Il giudice del gravame rilevava che l’appello era stato notificato a mezzo p.e.c. il 21 febbraio 2020, mentre la sentenza appellata era stata depositata il 23 novembre 2018, e riteneva non applicabile la sospensione dei termini di cui all’art. 6, commi 10 e 11, d.l. n. 119/2018, poiché la definizione agevolata costituisce facoltà del solo contribuente, che nel caso di specie non l’aveva esercitata. Avverso tale decisione l’Agenzia delle entrate propone ricorso per cassazione, affidato a un unico motivo, mentre il contribuente non svolge attività difensiva.
La Motivazione della Corte
Il ricorso è fondato. Con l’unico motivo, proposto ai sensi dell’art. 360, primo comma, n. 4, cod. proc. civ., l’Agenzia deduce la violazione e falsa applicazione dell’art. 2909 cod. civ., degli artt. 324 e 327 cod. proc. civ. e dell’art. 6, comma 11, d.l. n. 119/2018, in relazione all’applicazione della proroga di nove mesi del termine per impugnare.
La Corte ricostruisce la distinzione tra le due disposizioni. L’art. 6, comma 10, del decreto prevede che le controversie passibili di definizione agevolata non siano sospese, salvo che il contribuente faccia apposita richiesta al giudice, dichiarando di volersi avvalere delle disposizioni sulla definizione agevolata. Ne deriva che la disciplina del contenzioso tributario esclude ogni automatismo quanto alla sospensione dei giudizi pendenti definibili.
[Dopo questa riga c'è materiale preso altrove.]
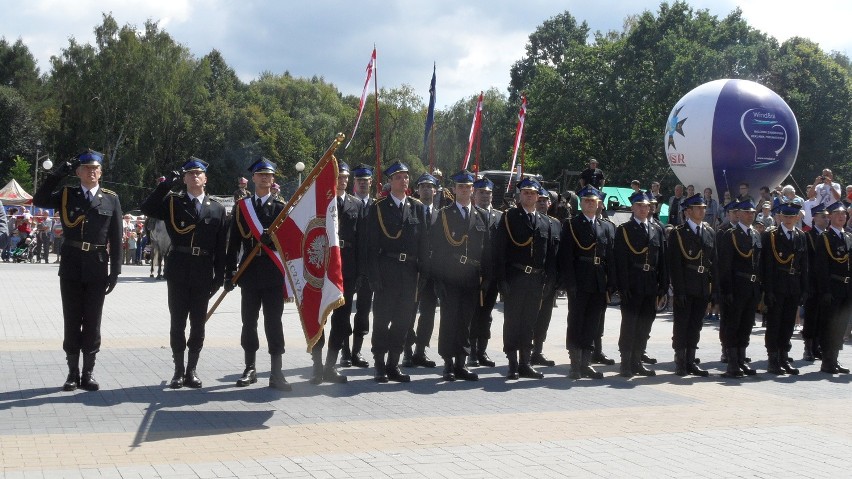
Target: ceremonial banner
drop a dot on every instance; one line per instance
(307, 241)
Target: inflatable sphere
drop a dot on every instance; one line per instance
(727, 132)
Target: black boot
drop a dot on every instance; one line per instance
(177, 377)
(598, 357)
(276, 375)
(420, 359)
(680, 362)
(449, 370)
(393, 371)
(381, 368)
(482, 354)
(190, 378)
(357, 359)
(692, 367)
(462, 372)
(744, 367)
(250, 372)
(72, 382)
(587, 370)
(87, 379)
(330, 374)
(316, 357)
(733, 370)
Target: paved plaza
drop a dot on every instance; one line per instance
(762, 426)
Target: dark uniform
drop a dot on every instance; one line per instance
(92, 228)
(261, 283)
(739, 250)
(642, 277)
(460, 246)
(195, 267)
(834, 284)
(785, 276)
(690, 256)
(523, 261)
(480, 325)
(395, 238)
(585, 259)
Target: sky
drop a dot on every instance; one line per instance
(473, 43)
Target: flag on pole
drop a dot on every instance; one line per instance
(370, 68)
(519, 133)
(474, 130)
(430, 113)
(307, 241)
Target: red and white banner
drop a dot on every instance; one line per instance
(370, 68)
(308, 243)
(474, 130)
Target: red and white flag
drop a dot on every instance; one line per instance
(474, 130)
(307, 241)
(371, 67)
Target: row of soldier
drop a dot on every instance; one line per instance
(399, 253)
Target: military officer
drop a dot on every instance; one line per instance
(524, 259)
(195, 267)
(347, 232)
(585, 259)
(480, 326)
(395, 238)
(92, 228)
(642, 277)
(834, 280)
(813, 320)
(739, 249)
(690, 256)
(419, 339)
(460, 246)
(262, 282)
(785, 274)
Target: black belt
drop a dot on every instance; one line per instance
(750, 277)
(466, 260)
(85, 246)
(527, 269)
(194, 250)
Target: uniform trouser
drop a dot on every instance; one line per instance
(363, 305)
(584, 316)
(813, 320)
(524, 296)
(735, 331)
(780, 321)
(187, 299)
(836, 317)
(688, 320)
(394, 306)
(82, 307)
(637, 317)
(545, 312)
(458, 305)
(426, 323)
(480, 325)
(271, 298)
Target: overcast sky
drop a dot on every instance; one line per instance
(474, 43)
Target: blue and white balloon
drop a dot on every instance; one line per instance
(727, 132)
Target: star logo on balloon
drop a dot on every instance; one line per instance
(675, 126)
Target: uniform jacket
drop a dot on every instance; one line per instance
(95, 223)
(190, 232)
(633, 249)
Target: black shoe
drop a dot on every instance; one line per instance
(88, 382)
(527, 371)
(539, 359)
(249, 377)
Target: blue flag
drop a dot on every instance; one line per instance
(430, 114)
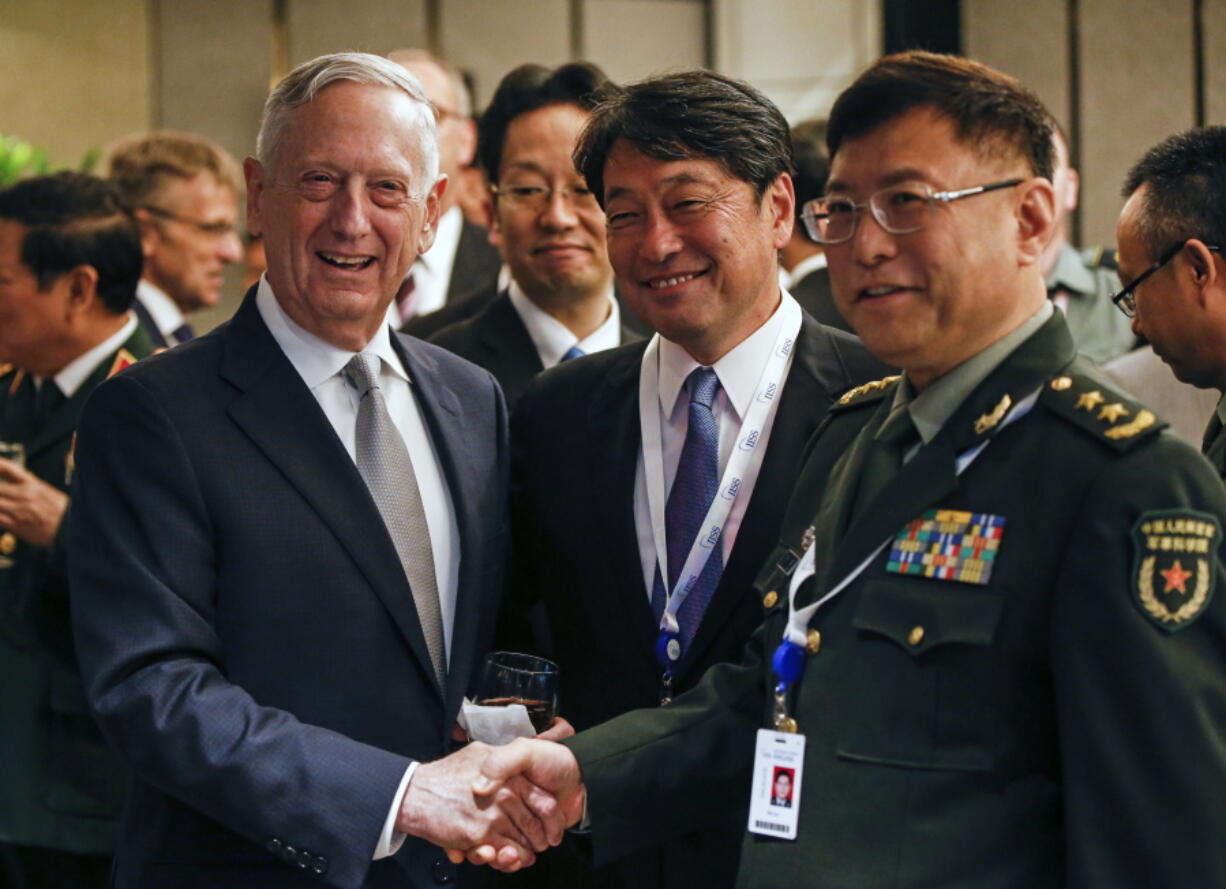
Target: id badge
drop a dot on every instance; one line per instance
(775, 797)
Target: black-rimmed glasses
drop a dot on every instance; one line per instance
(899, 210)
(1126, 301)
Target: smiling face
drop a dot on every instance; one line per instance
(927, 301)
(557, 253)
(693, 248)
(343, 210)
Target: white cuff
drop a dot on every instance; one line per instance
(390, 840)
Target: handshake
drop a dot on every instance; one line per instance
(497, 806)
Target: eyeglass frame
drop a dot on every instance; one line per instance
(215, 229)
(1126, 301)
(809, 216)
(506, 194)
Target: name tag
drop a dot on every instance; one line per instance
(775, 795)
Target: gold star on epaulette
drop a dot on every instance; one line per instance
(1088, 401)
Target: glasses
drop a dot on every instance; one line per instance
(1126, 301)
(537, 198)
(899, 210)
(216, 229)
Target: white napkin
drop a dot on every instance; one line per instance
(495, 725)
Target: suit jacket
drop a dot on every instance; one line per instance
(815, 297)
(63, 786)
(575, 446)
(1042, 727)
(245, 629)
(497, 340)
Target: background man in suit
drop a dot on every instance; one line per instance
(617, 457)
(184, 193)
(559, 303)
(1172, 232)
(292, 532)
(70, 258)
(1026, 706)
(461, 267)
(803, 260)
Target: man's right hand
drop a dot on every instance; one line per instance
(552, 770)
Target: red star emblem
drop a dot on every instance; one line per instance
(1176, 578)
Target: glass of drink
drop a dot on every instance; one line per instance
(509, 677)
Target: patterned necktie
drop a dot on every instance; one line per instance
(388, 470)
(694, 487)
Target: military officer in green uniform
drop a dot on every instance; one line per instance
(1081, 282)
(70, 259)
(993, 639)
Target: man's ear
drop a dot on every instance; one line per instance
(1035, 211)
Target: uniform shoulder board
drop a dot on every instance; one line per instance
(1101, 258)
(866, 392)
(1105, 412)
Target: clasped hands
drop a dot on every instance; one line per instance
(497, 806)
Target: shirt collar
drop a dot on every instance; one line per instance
(1069, 272)
(164, 312)
(77, 370)
(552, 339)
(934, 405)
(738, 370)
(313, 358)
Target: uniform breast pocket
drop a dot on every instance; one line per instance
(923, 681)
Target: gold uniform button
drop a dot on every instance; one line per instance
(813, 641)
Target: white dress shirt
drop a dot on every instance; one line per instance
(320, 364)
(738, 372)
(164, 312)
(553, 339)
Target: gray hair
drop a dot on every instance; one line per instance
(304, 83)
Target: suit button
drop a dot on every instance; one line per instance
(443, 872)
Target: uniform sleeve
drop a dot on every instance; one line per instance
(144, 578)
(1139, 668)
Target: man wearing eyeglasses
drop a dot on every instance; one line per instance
(559, 302)
(183, 190)
(992, 639)
(1171, 236)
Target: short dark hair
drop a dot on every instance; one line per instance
(992, 112)
(810, 161)
(1186, 198)
(693, 114)
(75, 220)
(527, 88)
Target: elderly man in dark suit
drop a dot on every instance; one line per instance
(292, 534)
(70, 258)
(649, 481)
(559, 303)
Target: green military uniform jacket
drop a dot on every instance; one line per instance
(61, 786)
(1062, 724)
(1090, 278)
La diversa previsione del comma successivo disciplina invece la sospensione del termine per impugnare. Il legislatore ha previsto che siano sospesi per nove mesi i termini di impugnazione, anche incidentale, delle pronunce giurisdizionali e di riassunzione, nonché per la proposizione del controricorso in Cassazione, scadenti tra la data di entrata in vigore del decreto, il 23 ottobre 2018, e il 31 luglio 2019.
Tale previsione comporta una sospensione automatica del termine per proporre impugnazione, che opera a prescindere dal concreto intento della parte privata di avvalersi della definizione agevolata: si tratta di una sospensione ope legis, come già affermato da Cass. n. 33069 del 2022 e Cass. n. 30397 del 2021. Conformi sono le decisioni rese per le analoghe disposizioni delle varie leggi di condono, tra cui Cass. n. 11913 del 2019, in tema di definizione agevolata ai sensi dell’art. 11 d.l. n. 50/2017, e Cass. n. 11531 del 2016, riguardo all’art. 39, comma 12, d.l. n. 98/2011.
La decisione della Commissione tributaria regionale non è conforme a tali principi, laddove ha ritenuto la sospensione applicabile nel solo caso di domanda del contribuente di adesione alla definizione agevolata. Poiché la sentenza d’appello era stata pubblicata il 23 novembre 2018 e, in assenza di notificazione, operava il termine lungo con scadenza al 23 maggio 2019, la sospensione di nove mesi dei termini scadenti tra il 24 ottobre 2018 e il 31 luglio 2019 comporta il differimento al 23 febbraio 2020. Il ricorso è pertanto accolto, la sentenza impugnata cassata con rinvio alla Corte di giustizia tributaria di secondo grado della Lombardia, in diversa composizione, per nuovo esame, cui è demandato anche di provvedere sulle spese del giudizio di legittimità.